Turn-around-time (TAT) is an important variable to take into account in clinical diagnostics. We opted for the IonPGM in our institutes since benchtop sequencers, like the Ion PGM or the MiSeq only need hours to generate sequence data. In combination with a sample preparation that is fast, like the Ion AmpliSeq™ gene-panel presented here, the TAT from DNA isolation to results is between 48 and 72 hours. While this may not be as fast as some conventional methods, it is adequate for most routine clinical applications.

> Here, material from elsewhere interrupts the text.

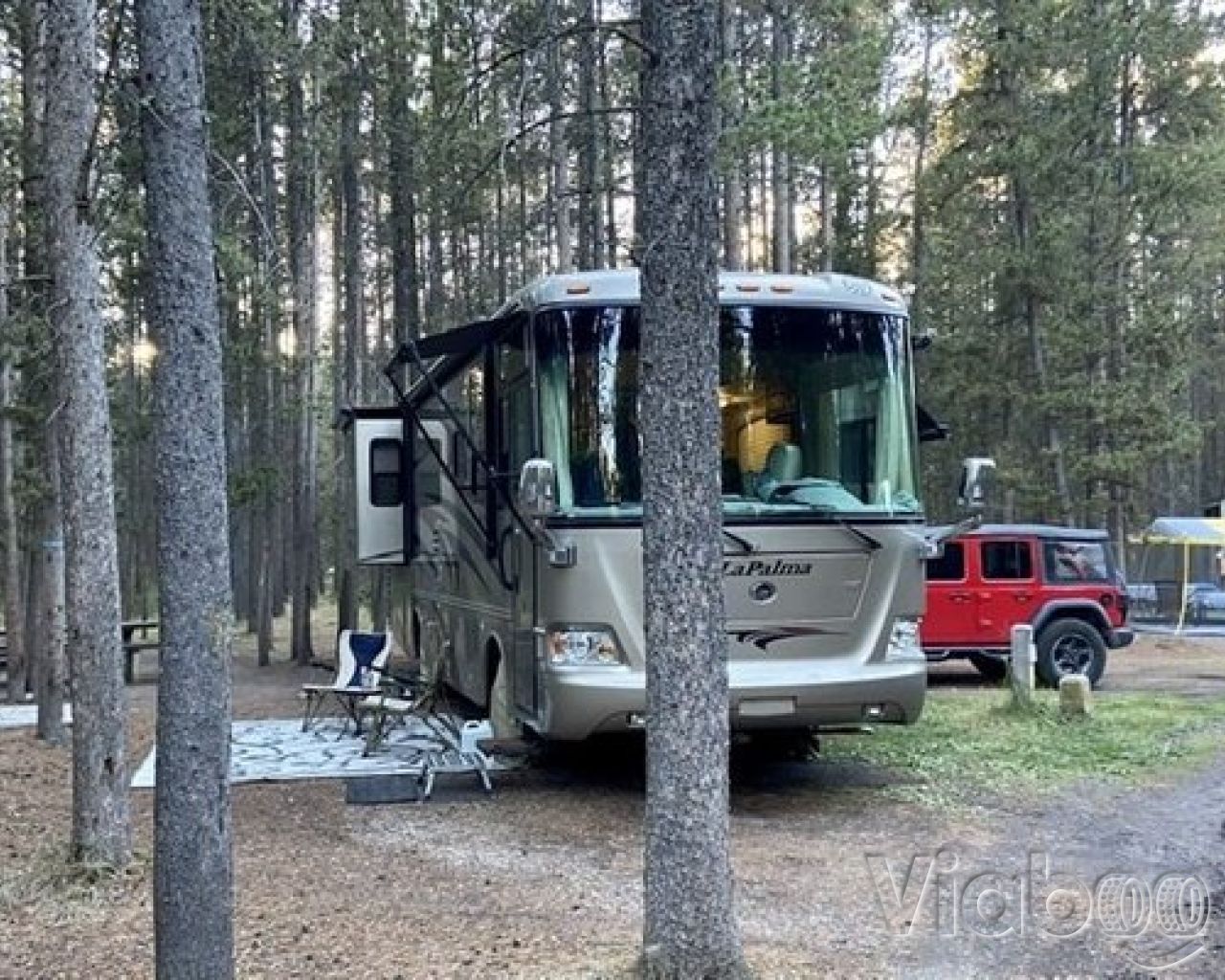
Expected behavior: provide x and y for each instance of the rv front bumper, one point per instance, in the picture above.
(796, 694)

An additional important consideration is cost. NGS in general is cheap if costs are calculated per sequenced base. However, clinical diagnostic laboratories do not need to sequence hundreds of genes (yet), and neither can they afford to batch numerous samples because of the short TAT needed for clinical specimens. It is therefore important that the sequencing capacity of the NGS platform is flexible and can be adjusted based on the requirements per experiment (e.g. the number of clinical specimens may vary from day to day). A second consideration is that the available sequence capacity on the chip is efficiently used. Since our custom panel specifically investigates genetic aberrations of interest for CRC and NSCLC, the required sequencing capacity for our panel is smaller compared to commercial panels that have been designed for a broad spectrum of cancers. We estimate the bill of materials costs between €130 and €175 per sample (excluding sales tax, depreciation and overhead costs) using the re-designed panel. While this may be higher compared to a single conventional diagnostic test, it is actually a lot cheaper considering that the NGS approach replaces multiple conventional tests (Additional file 6: Table S5 and [18]).

Conclusion

The rapidly changing landscape in the field of tumor molecular characterization requires the analysis of an increasing amount of targets. With the availability of fast bench top sequencers such as the Ion Torrent PGM, massive parallel sequencing becomes available for clinical laboratories. Here we showed that the development and validation of new tests is feasible with a multi-lab effort, and believe it will facilitate the introduction of these tests into clinical settings. We also demonstrated that implementation of massive parallel sequencing using dedicated gene-panels can be fast, cost-effective and accurate. More importantly, this novel approach might facilitate the adoption of a molecular classification of lung and colon carcinoma in clinical research, thus improving the possibility to identify tumors carrying actionable molecular alterations. Finally, we want to highlight that organization of consortia similar to the one that we established in this study might represent a novel approach to have a rapid, un-biased validation among academic Institutions of new testing methods in a clinical scenario.